A Slate article from Saturday once again points out the right’s success at creating a network of “hack mills,” if you will, that train and recruit young, mostly fundamentalist evangelical, students to enter public service/public relations/et cetera.
The article starts by noting that Monica Goodling, a senior counsel to AG Alberto Gonzales and DoJ-White House liaison who resigned Friday over the U.S. attorney firings, graduated from the evangelical Christian school, Messiah College, and Pat Robertson’s Regent University School of Law before rising through the ranks of DoJ.

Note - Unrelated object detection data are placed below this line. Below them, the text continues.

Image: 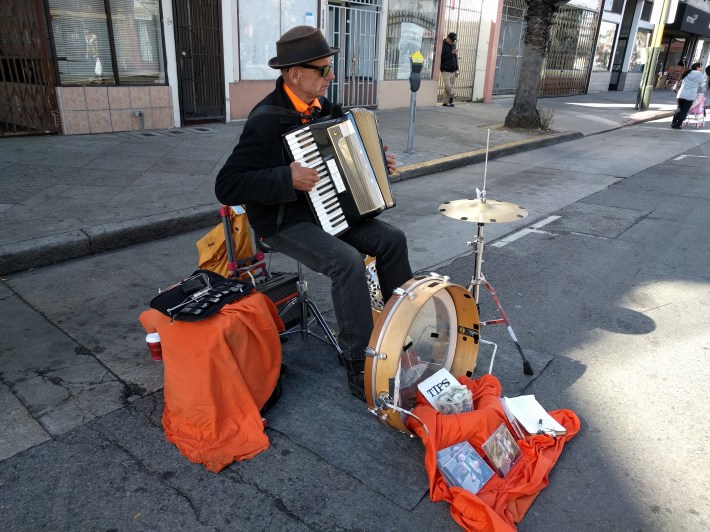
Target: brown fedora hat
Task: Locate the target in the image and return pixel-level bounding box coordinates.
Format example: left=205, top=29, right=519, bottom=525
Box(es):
left=269, top=26, right=340, bottom=68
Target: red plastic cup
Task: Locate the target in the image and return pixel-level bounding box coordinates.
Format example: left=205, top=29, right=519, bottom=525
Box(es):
left=145, top=333, right=163, bottom=360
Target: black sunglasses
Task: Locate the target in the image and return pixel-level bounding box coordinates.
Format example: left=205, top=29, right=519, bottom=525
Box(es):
left=298, top=63, right=333, bottom=78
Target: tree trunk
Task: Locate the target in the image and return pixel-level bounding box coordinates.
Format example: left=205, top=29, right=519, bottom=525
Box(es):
left=505, top=0, right=557, bottom=129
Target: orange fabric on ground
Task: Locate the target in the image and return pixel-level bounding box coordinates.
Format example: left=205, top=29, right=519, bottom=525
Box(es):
left=408, top=375, right=579, bottom=532
left=196, top=207, right=254, bottom=278
left=140, top=292, right=283, bottom=473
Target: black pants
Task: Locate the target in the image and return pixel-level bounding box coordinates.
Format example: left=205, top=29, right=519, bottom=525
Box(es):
left=671, top=98, right=693, bottom=128
left=265, top=219, right=412, bottom=360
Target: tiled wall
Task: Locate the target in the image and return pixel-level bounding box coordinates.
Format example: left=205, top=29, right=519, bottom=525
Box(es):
left=57, top=86, right=175, bottom=135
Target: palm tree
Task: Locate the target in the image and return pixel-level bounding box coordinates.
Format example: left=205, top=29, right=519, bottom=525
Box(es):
left=505, top=0, right=569, bottom=129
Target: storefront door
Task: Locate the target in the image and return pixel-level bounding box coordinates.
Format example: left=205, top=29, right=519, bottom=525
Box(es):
left=327, top=0, right=382, bottom=108
left=0, top=0, right=61, bottom=137
left=173, top=0, right=226, bottom=124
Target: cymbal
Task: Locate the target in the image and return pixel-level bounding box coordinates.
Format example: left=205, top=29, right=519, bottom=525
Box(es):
left=439, top=199, right=528, bottom=224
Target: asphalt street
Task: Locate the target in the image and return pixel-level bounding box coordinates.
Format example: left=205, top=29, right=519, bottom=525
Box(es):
left=0, top=110, right=710, bottom=531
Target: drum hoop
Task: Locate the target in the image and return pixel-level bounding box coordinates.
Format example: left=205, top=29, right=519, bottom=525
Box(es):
left=366, top=273, right=480, bottom=434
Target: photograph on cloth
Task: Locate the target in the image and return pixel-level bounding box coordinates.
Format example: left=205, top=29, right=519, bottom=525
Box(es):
left=436, top=441, right=493, bottom=494
left=483, top=423, right=521, bottom=477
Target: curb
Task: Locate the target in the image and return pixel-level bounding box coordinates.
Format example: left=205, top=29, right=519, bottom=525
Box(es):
left=0, top=203, right=220, bottom=275
left=392, top=131, right=584, bottom=182
left=0, top=123, right=636, bottom=275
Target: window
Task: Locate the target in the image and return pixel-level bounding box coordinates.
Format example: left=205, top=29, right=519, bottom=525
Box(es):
left=239, top=0, right=318, bottom=80
left=593, top=21, right=617, bottom=71
left=384, top=0, right=439, bottom=79
left=604, top=0, right=624, bottom=15
left=49, top=0, right=166, bottom=85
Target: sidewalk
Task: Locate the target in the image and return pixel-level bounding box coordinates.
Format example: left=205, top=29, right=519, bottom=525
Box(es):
left=0, top=90, right=675, bottom=275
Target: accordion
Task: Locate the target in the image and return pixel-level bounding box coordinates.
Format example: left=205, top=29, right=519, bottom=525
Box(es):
left=283, top=109, right=395, bottom=236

A former career official there told the Washington Post that Goodling “forced many very talented, career people out of main Justice so she could replace them with junior people that were either loyal to the administration or would score her some points.” And as she rose at Justice, according to a former classmate, Goodling “developed a very positive reputation for people coming from Christian schools into Washington looking for employment in government.”
Then it goes into the larger issue of such students being funneled straight from ultra-conservative Christian colleges into the Bush administration:
Goodling is only one of 150 graduates of Regent University currently serving in this administration, as Regent’s Web site proclaims proudly, a huge number for a 29-year-old school. Regent estimates that “approximately one out of every six Regent alumni is employed in some form of government work.” And that’s precisely what its founder desired. The school’s motto is “Christian Leadership To Change the World,” and the world seems to be changing apace. Former Attorney General John Ashcroft teaches at Regent, and graduates have achieved senior positions in the Bush administration. The express goal is not only to tear down the wall between church and state in America (a “lie of the left,” according to Robertson) but also to enmesh the two.
The law school’s dean, Jeffrey A. Brauch, urges in his “vision” statement that students reflect upon “the critical role the Christian faith should play in our legal system.” Jason Eige (’99), senior assistant to Virginia Attorney General Bob McDonnell, puts it pithily in the alumni newsletter, Regent Remark: “Your Résumé Is God’s Instrument.”
This is a serious problem for the Democrats — or any liberal/progressive group — because they have no such system in place. Try getting an internship at the Center for American Progress if you don’t already live in D.C. or have parents wealthy enough to bankroll your free work. It ain’t happenin’, ’cause CAP ain’t payin’.
If we’re serious about making the Democratic Party viable for another generation, as Chuck Schumer might put it, we need to start by training, equipping and helping the next generation of issue advocacy specialists, think-tank researchers and the rest of our “farm team.”